My heart pounds and my palms perspire in this misleading heat of a late September summer day, knowing the weather will turn on us in a moment and the harsh winds of winter will whip through these dirty narrow streets, knocking down signposts and exposing the poverty that seeps through the very brick and mortar making up the neighborhood. 

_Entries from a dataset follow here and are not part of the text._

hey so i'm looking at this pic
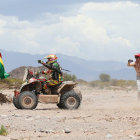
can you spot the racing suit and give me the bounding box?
[41,61,63,86]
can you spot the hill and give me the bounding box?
[0,49,136,81]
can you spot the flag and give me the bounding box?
[0,53,10,79]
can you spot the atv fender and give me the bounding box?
[20,81,42,93]
[57,81,77,94]
[73,87,82,101]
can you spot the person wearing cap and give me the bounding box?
[128,53,140,99]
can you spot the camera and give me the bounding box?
[128,59,133,63]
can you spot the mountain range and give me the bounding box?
[0,49,136,81]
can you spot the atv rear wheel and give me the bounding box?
[59,90,81,110]
[19,91,38,110]
[13,96,22,109]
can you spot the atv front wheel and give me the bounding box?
[59,90,81,110]
[13,96,22,109]
[18,91,38,110]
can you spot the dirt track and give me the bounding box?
[0,86,140,140]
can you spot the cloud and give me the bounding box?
[0,1,139,61]
[80,1,139,12]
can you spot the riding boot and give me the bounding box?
[43,84,51,95]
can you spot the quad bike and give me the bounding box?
[13,69,82,110]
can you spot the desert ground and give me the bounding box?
[1,85,140,140]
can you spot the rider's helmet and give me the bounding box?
[44,54,58,64]
[135,53,140,59]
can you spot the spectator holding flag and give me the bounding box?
[0,53,10,79]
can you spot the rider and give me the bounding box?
[38,54,63,93]
[128,53,140,99]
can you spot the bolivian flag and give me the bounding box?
[0,53,9,79]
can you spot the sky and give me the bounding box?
[0,0,140,62]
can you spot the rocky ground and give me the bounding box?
[0,86,140,140]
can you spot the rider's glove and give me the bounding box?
[38,60,42,64]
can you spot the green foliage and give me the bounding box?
[0,73,136,90]
[110,79,136,87]
[89,79,136,89]
[99,73,111,82]
[0,78,23,89]
[0,125,8,136]
[89,80,110,89]
[63,73,77,81]
[62,72,136,89]
[77,79,88,85]
[110,79,117,86]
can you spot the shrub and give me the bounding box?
[89,80,110,88]
[0,125,8,136]
[77,79,88,85]
[99,73,111,82]
[89,79,136,89]
[114,80,136,87]
[110,79,118,86]
[0,78,23,89]
[63,73,77,81]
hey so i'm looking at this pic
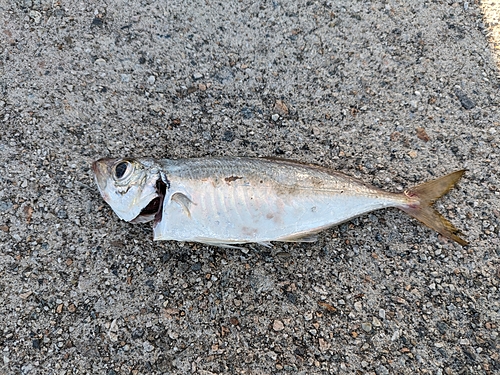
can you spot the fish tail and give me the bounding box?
[400,170,468,246]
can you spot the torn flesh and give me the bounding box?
[130,178,167,224]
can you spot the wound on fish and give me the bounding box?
[225,176,243,183]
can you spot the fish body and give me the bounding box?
[92,157,467,246]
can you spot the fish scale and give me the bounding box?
[92,156,468,246]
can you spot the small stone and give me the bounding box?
[68,303,76,313]
[391,330,400,341]
[193,72,203,80]
[434,342,445,348]
[0,200,13,212]
[29,10,42,24]
[220,326,229,337]
[361,322,372,332]
[271,114,279,122]
[199,83,207,91]
[408,150,418,158]
[241,107,253,119]
[303,311,313,321]
[143,341,154,352]
[273,320,284,331]
[372,317,382,327]
[109,319,118,340]
[317,301,337,312]
[91,17,104,27]
[416,127,430,141]
[57,209,68,219]
[222,130,235,142]
[274,100,288,116]
[120,74,131,83]
[147,75,155,85]
[318,338,329,351]
[354,301,363,312]
[229,317,239,326]
[191,262,201,271]
[379,309,386,319]
[455,89,475,110]
[94,58,106,65]
[20,291,32,299]
[109,331,118,342]
[266,351,278,360]
[32,339,41,349]
[375,365,390,375]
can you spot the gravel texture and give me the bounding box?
[1,0,499,374]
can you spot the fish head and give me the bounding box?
[92,157,166,223]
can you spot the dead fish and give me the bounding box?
[92,157,467,246]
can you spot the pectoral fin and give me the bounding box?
[171,192,194,218]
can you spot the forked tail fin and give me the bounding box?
[400,170,468,246]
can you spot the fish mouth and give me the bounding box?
[92,158,120,191]
[130,176,167,225]
[92,160,107,189]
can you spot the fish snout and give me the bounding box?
[92,158,114,190]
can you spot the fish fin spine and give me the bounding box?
[400,170,468,246]
[277,234,319,243]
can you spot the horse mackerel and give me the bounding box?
[92,157,467,246]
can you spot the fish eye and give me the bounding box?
[115,161,130,179]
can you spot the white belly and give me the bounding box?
[153,177,398,244]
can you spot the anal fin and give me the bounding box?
[194,237,247,250]
[257,241,273,248]
[277,234,319,243]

My eyes widen and I catch my breath before it escapes my gaping mouth. They didn’t lie to me, my eyes. Here they are again, or still, for I am the one who has come round again, to bear witness to that which is unbearable to imagine: four beautiful babes ranging in age from two to six, the oldest a beautiful shoulder-length brunette girl with her arm around her little sister, a deep golden blonde head of hair spilling across her shoulders, but bangs clearly cut by her own unpracticed hand. She can’t be more than five and she is looking down and over at her just-younger brother, perhaps three, in his dungarees and no shirt; I’m guessing he doesn’t have one or he would be wearing it, his brown hair tousled to the best of a mother’s ability to tame the wild sweetness I see in his left arm wrapped around and pulling close to him their youngest sibling: another boy, whose two-year old heart looks endearingly at his big brother’s face with a trust I have never personally experienced.

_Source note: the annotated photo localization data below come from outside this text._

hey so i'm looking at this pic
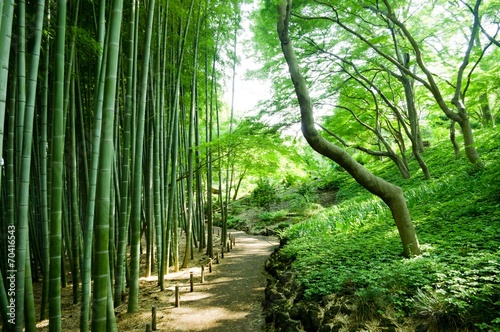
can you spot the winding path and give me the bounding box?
[156,230,278,332]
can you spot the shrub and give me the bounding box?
[259,209,288,224]
[285,193,309,213]
[284,173,301,187]
[297,182,318,202]
[251,178,277,210]
[226,216,241,229]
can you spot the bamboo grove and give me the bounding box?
[0,0,244,330]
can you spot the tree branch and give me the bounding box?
[452,0,482,109]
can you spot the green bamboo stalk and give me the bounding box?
[182,1,202,268]
[63,0,81,307]
[39,11,50,321]
[158,1,169,291]
[153,1,164,282]
[114,0,136,306]
[69,79,81,305]
[80,0,106,328]
[109,159,117,285]
[205,29,220,258]
[128,0,156,313]
[48,1,67,330]
[15,0,45,330]
[167,0,195,274]
[195,104,205,251]
[14,1,28,329]
[106,264,117,332]
[145,112,154,278]
[153,113,162,274]
[23,239,36,332]
[224,9,239,244]
[0,0,14,205]
[5,62,16,332]
[91,0,124,329]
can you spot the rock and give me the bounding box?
[269,289,286,303]
[289,303,301,320]
[323,304,342,322]
[340,303,352,315]
[300,303,324,331]
[265,310,275,323]
[279,271,294,284]
[275,311,291,326]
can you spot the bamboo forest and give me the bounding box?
[1,0,500,331]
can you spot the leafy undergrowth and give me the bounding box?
[274,128,500,331]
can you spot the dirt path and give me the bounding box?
[147,230,278,332]
[32,229,277,331]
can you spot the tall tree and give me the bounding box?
[319,0,485,165]
[277,0,420,257]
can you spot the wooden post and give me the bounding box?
[215,252,220,264]
[230,236,233,250]
[152,306,157,331]
[227,241,230,252]
[146,324,151,332]
[175,286,180,307]
[190,272,194,292]
[209,259,213,272]
[201,265,205,283]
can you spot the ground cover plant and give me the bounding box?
[277,128,500,330]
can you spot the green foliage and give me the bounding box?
[210,117,309,198]
[285,193,310,213]
[297,182,317,202]
[283,173,301,187]
[258,209,288,224]
[278,128,500,329]
[73,26,102,62]
[251,178,278,210]
[226,216,242,229]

I insist on stopping the car and climb myself out of the back seat, my gloved fingers clutching my patent leather purse, hat pin securely in place. I approach the woman in the floral print dress standing above her children, I imagine holding their hearts for as long as she possibly can, and ask if we may speak privately for a moment regarding her sign. I see her scanning me top to bottom, the way her eyebrows lift at the sight of my ensemble, taking in all it might mean and also the dissociation from all of me and what I represent. I am foreign currency on this street. 

She nods her head slightly in agreement and we step inside the walk-up. I am not prepared for the dirt to accompany us in the way that it does, is just present on and over every item in her sparse and tidy apartment. I catch my breath for the third time this morning before it exits my mouth and transmute it into words that tumble out of me faster than my YES I said to the new shoes that are holding me up, supporting what feels insupportable.  

“I will pay you to keep your own children. Please. Name your price.”

And it is done. Her mama heart bursts open and cleanses the dusty air with love overflowing, mingling with my own happy tears, uncertain what this all means and will mean, but knowing my heart has led me here and shown me the most important purchase I didn’t know I needed.